What I want to try next

  • Route Ops to friday via SSH and keep the agent runtime on the laptop. The SSH extension example in pi-mono looks straightforward. No reason the crew needs to live on the machine it manages.

  • Do the whole thing again with Mario's slash-command pattern instead of a sub-agent extension. Same prompts, same roles, pi --print spawns. Measure tokens, latency, and whether it feels different. I might have over-engineered this.

  • A Scribe specialist for weekly homelab digests. "What changed on friday this week" → markdown file, committed to my notes repo. Not critical, would be nice.

  • Dynamic thinking toggle: Ops flips to thinking-on automatically when the input contains any error signature it hasn't seen before. Right now I do this manually with /model.

  • 26B A4B on the OptiPlex someday: Long shot ... that box is CPU-only and I think the Jensen Huang tax for more VRAM is still not in budget, maybe a mac mini soon o.0


Closing thoughts

The thing I keep learning with local LLMs is that the model isn't the hard part anymore.
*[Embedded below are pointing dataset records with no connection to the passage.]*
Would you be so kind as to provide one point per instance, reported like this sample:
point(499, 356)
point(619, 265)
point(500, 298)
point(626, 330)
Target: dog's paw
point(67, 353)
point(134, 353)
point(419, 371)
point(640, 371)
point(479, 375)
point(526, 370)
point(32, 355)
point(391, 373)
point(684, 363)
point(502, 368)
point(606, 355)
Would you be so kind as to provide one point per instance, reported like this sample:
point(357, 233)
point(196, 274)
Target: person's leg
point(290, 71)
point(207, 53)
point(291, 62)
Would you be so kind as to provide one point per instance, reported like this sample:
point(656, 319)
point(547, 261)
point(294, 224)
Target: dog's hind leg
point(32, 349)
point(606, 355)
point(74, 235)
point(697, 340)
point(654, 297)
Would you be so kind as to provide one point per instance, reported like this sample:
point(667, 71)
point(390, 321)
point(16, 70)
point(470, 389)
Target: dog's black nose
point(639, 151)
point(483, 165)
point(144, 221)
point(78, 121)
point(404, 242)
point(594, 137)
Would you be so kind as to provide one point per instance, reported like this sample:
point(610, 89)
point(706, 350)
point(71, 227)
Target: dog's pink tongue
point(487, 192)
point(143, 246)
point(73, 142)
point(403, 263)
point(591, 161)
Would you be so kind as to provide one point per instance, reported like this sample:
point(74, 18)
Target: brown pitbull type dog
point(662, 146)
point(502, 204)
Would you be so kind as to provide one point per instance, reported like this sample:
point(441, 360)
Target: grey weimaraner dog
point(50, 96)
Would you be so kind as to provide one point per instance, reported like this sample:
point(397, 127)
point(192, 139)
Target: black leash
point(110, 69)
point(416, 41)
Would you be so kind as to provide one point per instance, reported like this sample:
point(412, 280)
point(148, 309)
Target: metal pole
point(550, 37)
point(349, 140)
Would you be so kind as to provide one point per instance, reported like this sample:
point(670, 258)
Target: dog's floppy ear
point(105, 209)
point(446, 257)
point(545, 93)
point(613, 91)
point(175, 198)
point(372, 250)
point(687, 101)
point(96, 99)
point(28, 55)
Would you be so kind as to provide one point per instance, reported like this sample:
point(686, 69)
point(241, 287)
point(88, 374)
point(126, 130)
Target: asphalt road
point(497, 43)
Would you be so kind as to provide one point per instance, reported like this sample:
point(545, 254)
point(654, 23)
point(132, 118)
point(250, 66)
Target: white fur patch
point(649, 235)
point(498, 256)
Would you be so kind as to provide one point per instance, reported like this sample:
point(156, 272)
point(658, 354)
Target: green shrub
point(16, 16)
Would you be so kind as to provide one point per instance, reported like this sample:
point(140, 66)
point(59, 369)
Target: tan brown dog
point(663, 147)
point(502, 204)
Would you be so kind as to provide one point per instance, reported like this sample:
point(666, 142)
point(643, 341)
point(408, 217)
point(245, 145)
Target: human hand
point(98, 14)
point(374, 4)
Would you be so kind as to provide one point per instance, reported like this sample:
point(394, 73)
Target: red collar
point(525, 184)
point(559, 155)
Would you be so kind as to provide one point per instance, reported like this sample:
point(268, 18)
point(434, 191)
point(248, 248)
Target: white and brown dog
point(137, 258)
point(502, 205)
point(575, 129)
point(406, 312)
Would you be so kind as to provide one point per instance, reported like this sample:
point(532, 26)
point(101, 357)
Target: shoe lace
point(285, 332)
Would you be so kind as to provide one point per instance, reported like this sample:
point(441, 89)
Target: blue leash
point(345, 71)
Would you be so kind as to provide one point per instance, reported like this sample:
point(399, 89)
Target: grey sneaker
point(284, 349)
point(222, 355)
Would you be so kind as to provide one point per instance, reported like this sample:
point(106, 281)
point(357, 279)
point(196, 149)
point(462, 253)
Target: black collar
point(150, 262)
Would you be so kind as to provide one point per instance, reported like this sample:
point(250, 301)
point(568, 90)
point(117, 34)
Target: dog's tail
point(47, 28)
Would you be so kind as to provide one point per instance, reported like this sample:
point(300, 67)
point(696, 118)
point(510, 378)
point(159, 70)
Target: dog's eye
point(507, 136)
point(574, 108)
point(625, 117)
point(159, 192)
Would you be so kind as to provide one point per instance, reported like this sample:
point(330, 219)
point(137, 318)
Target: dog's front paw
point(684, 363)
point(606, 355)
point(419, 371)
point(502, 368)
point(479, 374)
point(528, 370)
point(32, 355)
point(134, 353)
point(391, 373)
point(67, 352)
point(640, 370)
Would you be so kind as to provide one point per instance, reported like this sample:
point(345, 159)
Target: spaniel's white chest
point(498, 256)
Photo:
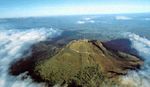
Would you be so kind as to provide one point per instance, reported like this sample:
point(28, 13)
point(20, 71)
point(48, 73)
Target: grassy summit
point(86, 63)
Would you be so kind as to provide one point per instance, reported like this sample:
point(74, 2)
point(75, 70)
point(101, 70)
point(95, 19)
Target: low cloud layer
point(139, 78)
point(122, 18)
point(86, 20)
point(13, 44)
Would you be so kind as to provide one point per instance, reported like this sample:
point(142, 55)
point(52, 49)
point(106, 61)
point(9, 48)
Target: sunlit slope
point(86, 63)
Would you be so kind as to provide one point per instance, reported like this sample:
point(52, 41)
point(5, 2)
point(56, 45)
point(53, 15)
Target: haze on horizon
point(29, 8)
Gemma 4 E4B is honestly great at function calling, even when it's half-swapped to system RAM. The hard part is the scaffolding. Who's allowed to do what, how actions leave a trail, what's reversible.

Pi gets out of the way on exactly the right axis. Three Markdown files and a docker-socket-proxy, and I have a homelab operator that can restart a service, check on my photo library, and leave a receipt for every action. None of it is flashy. The VRAM ceiling is real and I'll want more of it before the year is out.

But it's mine. And that's the point.